Living in: Washington DC
Many DC residents head to the Eastern Shore of Maryland for seaside trips, or other spots along the Chesapeake Bay. Baltimore is less than an hour away by car or train. Charlottesville, Virginia, home to the state university and beautiful Federal-style buildings, is another popular getaway, as is Fredricksburg, George Washington’s birthplace. There are many wineries in Virginia that make for a lovely day of tastings. Travelling west you will reach mountains, including a few modest skiing options. Classic resorts like Greenbrier in West Virginia and the Inn at Little Washington in Virginia are evergreen retreats for weekends out of town.
Washington is served by three airports: Dulles International (IAD), Reagan National (DCA) and Baltimore-Washington International (BWI), connecting DC to the rest of the country and the world.
The overall picture for the market in DC is positive compared to the rest of the country, particularly in the lower to mid-ranges. In high-income areas, there is low inventory and it is a seller’s market, but prices are still off their high point of five years ago. Renting, particularly along the red line in northwest DC, is expensive. A 700-sq-ft apartment in central, fashionable Dupont Circle can go for $2,500 a month without parking.

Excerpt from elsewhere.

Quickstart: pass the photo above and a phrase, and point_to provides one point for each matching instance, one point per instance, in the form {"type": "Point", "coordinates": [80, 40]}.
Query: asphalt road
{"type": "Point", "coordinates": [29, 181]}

Property prices vary according to condition, size and location, and a renovated condo can start at $200,000. Many buyers are looking for an apartment that is already redone, since it is hard to borrow the cash needed to buy a place that also needs a new kitchen or bathroom. “But if you have cash on hand, the investment works as long as the buyer doesn’t go overboard on the remodeling,” said Knoll. Competition for good houses can be fierce. “Cash investors are very active right now, looking for properties to renovate and resell,” said Des Marais. Be sure to find a knowledgeable agent who is familiar with DC neighbourhoods and can point you in the right direction. “There are real differences in value, block to block and even building to building,” said Knoll. “Make sure they can advise you on them.”